The December 16, 2014 "Tip" listed five challenges facing the audience. The third challenge is dealing with slide transitions.
A presentation should be based on a coherent narrative with a beginning, middle, and end. The trouble with slide presentations is that they take this unified story and break it into little bits (each individual slide). Moreover, each slide transition is an opportunity for the listener to lose focus. It is the speaker's job to overcome these problems.
When you are practicing your oral presentation, think about the spoken words that get you from one slide to the next. Try to have your last thought on the first slide lead into the first thought on the second slide. Prepare the audience for the next slide.

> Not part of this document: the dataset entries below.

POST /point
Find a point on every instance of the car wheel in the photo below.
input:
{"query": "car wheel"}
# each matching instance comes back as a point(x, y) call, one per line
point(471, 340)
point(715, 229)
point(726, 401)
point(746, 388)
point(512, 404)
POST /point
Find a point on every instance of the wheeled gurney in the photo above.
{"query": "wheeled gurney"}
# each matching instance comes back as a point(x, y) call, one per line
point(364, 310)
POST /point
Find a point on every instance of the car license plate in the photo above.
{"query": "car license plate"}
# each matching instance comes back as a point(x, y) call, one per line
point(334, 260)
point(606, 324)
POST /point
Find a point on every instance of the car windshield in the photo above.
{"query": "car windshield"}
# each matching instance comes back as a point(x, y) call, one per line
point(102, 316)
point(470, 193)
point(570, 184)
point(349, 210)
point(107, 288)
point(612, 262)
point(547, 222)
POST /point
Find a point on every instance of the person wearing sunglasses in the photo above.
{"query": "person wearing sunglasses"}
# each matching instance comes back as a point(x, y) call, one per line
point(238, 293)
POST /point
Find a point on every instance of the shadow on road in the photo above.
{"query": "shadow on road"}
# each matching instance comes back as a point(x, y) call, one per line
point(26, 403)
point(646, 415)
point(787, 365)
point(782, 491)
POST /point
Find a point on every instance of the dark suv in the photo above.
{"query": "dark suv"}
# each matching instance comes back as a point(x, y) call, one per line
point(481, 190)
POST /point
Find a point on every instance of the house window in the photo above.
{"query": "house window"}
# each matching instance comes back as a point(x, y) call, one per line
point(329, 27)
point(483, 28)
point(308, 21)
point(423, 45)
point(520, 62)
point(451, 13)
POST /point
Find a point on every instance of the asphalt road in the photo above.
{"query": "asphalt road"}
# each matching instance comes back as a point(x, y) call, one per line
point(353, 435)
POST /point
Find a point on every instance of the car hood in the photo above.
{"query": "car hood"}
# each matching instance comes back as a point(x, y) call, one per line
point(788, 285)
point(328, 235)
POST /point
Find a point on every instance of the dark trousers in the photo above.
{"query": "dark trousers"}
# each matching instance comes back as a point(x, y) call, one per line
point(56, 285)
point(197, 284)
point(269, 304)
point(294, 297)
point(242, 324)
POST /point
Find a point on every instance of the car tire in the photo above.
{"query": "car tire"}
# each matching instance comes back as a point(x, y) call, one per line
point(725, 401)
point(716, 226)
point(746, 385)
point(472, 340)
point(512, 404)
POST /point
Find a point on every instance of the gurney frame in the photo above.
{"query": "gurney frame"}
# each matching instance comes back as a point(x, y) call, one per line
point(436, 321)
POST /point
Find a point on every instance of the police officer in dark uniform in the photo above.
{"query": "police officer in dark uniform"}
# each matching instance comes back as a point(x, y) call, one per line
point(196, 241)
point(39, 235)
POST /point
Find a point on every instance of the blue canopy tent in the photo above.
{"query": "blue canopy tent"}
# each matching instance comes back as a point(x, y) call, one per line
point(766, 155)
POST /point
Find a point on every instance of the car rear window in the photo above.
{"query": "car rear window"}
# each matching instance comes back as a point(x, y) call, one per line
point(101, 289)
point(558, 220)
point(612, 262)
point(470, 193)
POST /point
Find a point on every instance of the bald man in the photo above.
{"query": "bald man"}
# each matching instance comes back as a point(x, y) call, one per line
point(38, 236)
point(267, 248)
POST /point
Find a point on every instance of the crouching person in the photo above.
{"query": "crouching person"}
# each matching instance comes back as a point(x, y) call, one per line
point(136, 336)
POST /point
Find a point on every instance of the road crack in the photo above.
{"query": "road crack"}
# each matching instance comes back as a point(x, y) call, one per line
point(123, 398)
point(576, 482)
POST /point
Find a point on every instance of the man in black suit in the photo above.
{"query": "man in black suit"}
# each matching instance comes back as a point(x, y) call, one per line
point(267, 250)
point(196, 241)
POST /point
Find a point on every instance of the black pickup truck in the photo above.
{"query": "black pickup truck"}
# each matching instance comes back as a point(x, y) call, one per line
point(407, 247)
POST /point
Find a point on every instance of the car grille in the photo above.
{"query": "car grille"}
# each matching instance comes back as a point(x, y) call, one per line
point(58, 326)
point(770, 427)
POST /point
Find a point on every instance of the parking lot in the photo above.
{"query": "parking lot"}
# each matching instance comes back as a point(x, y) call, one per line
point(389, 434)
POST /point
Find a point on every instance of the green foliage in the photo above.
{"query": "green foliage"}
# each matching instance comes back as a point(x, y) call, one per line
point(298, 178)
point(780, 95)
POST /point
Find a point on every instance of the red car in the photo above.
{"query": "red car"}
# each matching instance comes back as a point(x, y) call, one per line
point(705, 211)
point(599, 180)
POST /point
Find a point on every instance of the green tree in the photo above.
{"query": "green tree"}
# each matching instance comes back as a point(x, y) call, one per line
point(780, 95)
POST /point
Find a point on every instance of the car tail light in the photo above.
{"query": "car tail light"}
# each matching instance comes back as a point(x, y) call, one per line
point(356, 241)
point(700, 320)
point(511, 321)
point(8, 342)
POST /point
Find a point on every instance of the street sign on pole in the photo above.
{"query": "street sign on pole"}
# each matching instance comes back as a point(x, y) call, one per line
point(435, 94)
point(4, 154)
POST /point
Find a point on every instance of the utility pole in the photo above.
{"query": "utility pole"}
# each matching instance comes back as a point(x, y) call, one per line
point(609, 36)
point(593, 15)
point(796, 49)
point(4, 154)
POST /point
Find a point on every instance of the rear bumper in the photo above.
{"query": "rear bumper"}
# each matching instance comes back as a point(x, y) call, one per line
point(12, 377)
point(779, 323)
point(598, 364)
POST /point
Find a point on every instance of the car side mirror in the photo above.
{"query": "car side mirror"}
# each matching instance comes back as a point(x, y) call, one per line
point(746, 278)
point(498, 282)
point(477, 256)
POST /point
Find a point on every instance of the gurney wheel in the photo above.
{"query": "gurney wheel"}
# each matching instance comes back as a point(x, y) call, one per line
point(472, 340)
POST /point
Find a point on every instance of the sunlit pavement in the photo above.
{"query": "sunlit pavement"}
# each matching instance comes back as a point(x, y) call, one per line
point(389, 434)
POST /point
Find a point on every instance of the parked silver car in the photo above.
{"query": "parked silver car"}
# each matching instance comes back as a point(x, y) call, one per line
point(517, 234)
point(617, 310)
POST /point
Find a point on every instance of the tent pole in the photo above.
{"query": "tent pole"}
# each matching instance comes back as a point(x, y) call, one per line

There are some little tricks. If you can carry over a graphic element from one slide to the next it can help the audience track. In that vain, be very careful to use similar words and abbreviations. For purposes of a presentation, a car is not an automobile. You can't switch terms and graphic elements. If car sales are depicted by a blue bar on one slide, they need to be the same shade of blue on any succeeding slide that shows car sales. If you represent Toyota sales by a Toyota logo on one slide, then use that same logo on all succeeding slides that represent Toyota.
Another technique is to add or subtract from previous slides. I have seen presentations where every slide is a variation from a base slide. The audience is able to comprehend the base and then has an easy time of every new slide. It always help the audience whenever you can repeat a visual structure they have seen before.